Another theme the strategy has been building exposure to over the last few quarters is Qatar’s liquified natural gas (LNG) value chain, which received a boost from Qatar Energy’s announcement in February of a capacity expansion plan that will add 16 million metric tons to annual capacity, taking it to 142 million tons by 2030. As the world’s lowest-cost producer of natural gas, with a lifting cost of US$0.30 per MMBTU compared to a range of US$3.0 to US$5.0 globally, Qatar is well-positioned to capitalize on its reserves over the next decade. Emboldened by this cost advantage and the US government’s decision to pause LNG export approvals until after the 2024 elections, Qatar seems intent on getting the most out of its reserves in the next decade. By keeping production high, Qatar will reinforce its position as the lowest-cost supplier to growing Asian markets and secure its role as a key player in the recalibration of energy supply chains that is taking place following the Russia-Ukraine war.

Qatar Gas Transport Company Ltd. (QGTS), the owner and operator of the world’s largest LNG shipping fleet, is a primary beneficiary of this theme. This was recently validated by the awarding of a contract for the addition of 25 conventional size LNG carriers (to an existing fleet of 74 vessels) by Qatar Energy following February’s capacity expansion announcement.

A key event in the quarter was the devaluation of the Egyptian Pound (EGP) in the first week of March. The Central Bank of Egypt (CBE) and the government of Egypt finally capitulated and devalued the currency from just above 30/USD to 50/USD after having held the rate at the former level since January 2023. The devaluation came two weeks after the government sealed a mega property deal with one of Abu Dhabi’s sovereign wealth funds that broadly involved a land sale in exchange for US$35 billion, of which US$14 billion would be in direct cash transfers and US$11 billion in a debt swap on existing UAE debt to Egypt. This substantial deal, equivalent to nearly 10% of Egypt’s GDP, has the immediate effect of reducing Egypt’s external debt by 7%. The floatation of the EGP following the Abu Dhabi deal has unlocked further funding from the IMF, which upsized its loan agreement with Egypt from US$3 billion to US$8 billion. The devaluation and improvement in Egypt’s external balances have opened up the foreign exchange market and cleared the backlog that had built up over the last 12 months. This should bring Egypt back from the brink of an MSCI reclassification from “Emerging” to “Frontier” or “Standalone” as we had seen from FTSE, which removed its special treatment classification following the devaluation.
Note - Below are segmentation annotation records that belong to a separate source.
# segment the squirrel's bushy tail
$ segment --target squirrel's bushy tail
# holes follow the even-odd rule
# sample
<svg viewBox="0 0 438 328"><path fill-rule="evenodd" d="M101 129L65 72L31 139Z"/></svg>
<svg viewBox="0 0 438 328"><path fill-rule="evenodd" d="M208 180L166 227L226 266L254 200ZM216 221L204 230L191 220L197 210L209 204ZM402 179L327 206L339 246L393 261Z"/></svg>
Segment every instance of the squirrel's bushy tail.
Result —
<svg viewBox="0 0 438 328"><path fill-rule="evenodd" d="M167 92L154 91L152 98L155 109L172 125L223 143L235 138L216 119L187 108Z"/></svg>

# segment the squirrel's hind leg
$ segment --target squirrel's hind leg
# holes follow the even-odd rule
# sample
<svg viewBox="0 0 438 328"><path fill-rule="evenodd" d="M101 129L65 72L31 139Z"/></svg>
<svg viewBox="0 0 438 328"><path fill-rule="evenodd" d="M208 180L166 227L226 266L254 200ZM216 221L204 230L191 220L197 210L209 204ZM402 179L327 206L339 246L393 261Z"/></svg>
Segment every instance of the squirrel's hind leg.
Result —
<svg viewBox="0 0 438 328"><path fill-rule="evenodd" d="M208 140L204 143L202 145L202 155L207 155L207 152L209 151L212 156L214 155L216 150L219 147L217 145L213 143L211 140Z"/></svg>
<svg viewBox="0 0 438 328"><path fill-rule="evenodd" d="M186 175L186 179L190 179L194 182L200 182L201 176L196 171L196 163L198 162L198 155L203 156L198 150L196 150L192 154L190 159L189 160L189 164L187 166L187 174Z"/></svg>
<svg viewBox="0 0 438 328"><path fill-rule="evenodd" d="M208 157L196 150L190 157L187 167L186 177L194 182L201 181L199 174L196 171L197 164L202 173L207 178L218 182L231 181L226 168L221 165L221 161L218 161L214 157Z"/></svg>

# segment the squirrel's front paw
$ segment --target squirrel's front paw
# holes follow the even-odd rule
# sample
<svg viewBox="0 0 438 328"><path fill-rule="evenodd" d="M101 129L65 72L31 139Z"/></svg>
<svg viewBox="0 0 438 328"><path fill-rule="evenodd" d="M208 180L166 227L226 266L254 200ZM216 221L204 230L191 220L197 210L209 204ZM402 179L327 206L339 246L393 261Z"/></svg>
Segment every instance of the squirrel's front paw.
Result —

While there is a lot to cheer about, those familiar with Egypt have seen this scenario before. Our recent conversations with companies suggest there is still a high degree of uncertainty among businesses and consumers. High interest rates (12-month T-bills are ~26% as of the date of writing) and limited progress on the reform front from the government will likely weigh on real earnings growth and keep valuation multiples fairly low. Egypt needs to demonstrate a willingness to make bold reforms that stimulate growth and attract foreign direct investment to break its cycle of reliance on friendly governments and multilateral agencies. In the absence of such reforms, the prospects for a multi-year earnings growth cycle in Egypt seem remote. That being said, we do see a window to potentially generate returns in Egypt in the next six to twelve months as US-dollar returns are likely to be protected over that timeframe given the recent devaluation. We believe the UAE’s Al Ansari Financial Services is an interesting way to play the reopening of the FX market in Egypt through the recovery in remittance flows from the UAE to Egypt. At its peak, Egypt was the third-largest FX corridor for Al Ansari, and thus the potential for an earnings recovery in the second half of 2024 is strong as volumes recover from a near halt in 2023. Under the right conditions, we also anticipate the strategy increasing our ownership of Egypt-listed businesses, details of which we will share if we make material investments there.

We look forward to continuing to update you on the strategy throughout the year.